The most stable configuration is AS, in which treosulfan interacts with all TN moieties (cellobiose units and the diazacrown ether). The complexation energy of this structure, estimated from the M06–2X–GD3/6–31G(d, p) calculations, is − 23.27 kcal/mol, which is about 3 kcal/mol lower than that of the complex with carmustine studied in our previous work34. Although both drugs are relatively small in size (with molecular masses under 300 g/mol), treosulfan contains two hydroxyl groups that readily interact with the sugar units of TN.

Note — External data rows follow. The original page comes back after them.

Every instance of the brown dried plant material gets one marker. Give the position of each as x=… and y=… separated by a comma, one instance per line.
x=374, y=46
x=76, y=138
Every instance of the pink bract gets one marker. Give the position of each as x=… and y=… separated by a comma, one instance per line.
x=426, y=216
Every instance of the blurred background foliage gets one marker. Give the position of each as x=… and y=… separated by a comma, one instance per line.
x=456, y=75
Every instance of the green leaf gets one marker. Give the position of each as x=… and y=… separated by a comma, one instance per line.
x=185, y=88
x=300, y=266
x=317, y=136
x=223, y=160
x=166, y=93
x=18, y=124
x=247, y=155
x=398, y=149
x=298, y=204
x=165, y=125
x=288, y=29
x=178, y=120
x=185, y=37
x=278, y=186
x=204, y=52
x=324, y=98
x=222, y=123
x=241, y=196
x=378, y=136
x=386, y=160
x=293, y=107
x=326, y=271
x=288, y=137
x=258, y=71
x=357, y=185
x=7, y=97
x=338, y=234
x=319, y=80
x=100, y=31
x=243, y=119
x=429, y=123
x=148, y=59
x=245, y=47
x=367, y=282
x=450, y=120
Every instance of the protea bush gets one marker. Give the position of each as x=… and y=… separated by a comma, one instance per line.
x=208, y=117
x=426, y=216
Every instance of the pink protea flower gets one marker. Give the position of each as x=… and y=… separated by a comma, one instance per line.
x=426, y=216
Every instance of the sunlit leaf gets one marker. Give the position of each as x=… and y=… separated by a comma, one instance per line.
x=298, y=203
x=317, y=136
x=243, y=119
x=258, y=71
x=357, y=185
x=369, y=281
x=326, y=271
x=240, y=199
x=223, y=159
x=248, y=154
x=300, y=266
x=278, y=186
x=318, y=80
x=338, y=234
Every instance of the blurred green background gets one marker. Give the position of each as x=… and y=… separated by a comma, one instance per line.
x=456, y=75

Conductometric studies indicate that TN is highly soluble in water (16.50 g/100 mL H2O). Furthermore, thermodynamic parameters suggest that the formation of the TN complex is spontaneous and exothermic (negative values of Gibbs energy (ΔG) and enthalpy (ΔH)), with this trend persisting even at temperatures as high as 313.15 K. A good convergence between thermodynamic measurements and theoretical predictions (regarding ΔG) is achieved only for the BS structure. According to DFT predictions, this structure is the least stable complex. This may suggest that, in the real solution, not only the most energetically favorable structures are present but also other less stable ones. This is particularly evident in the NMR spectrum, as the BS structure shows better agreement with the experimental data for three protons than the most stable complex, AS.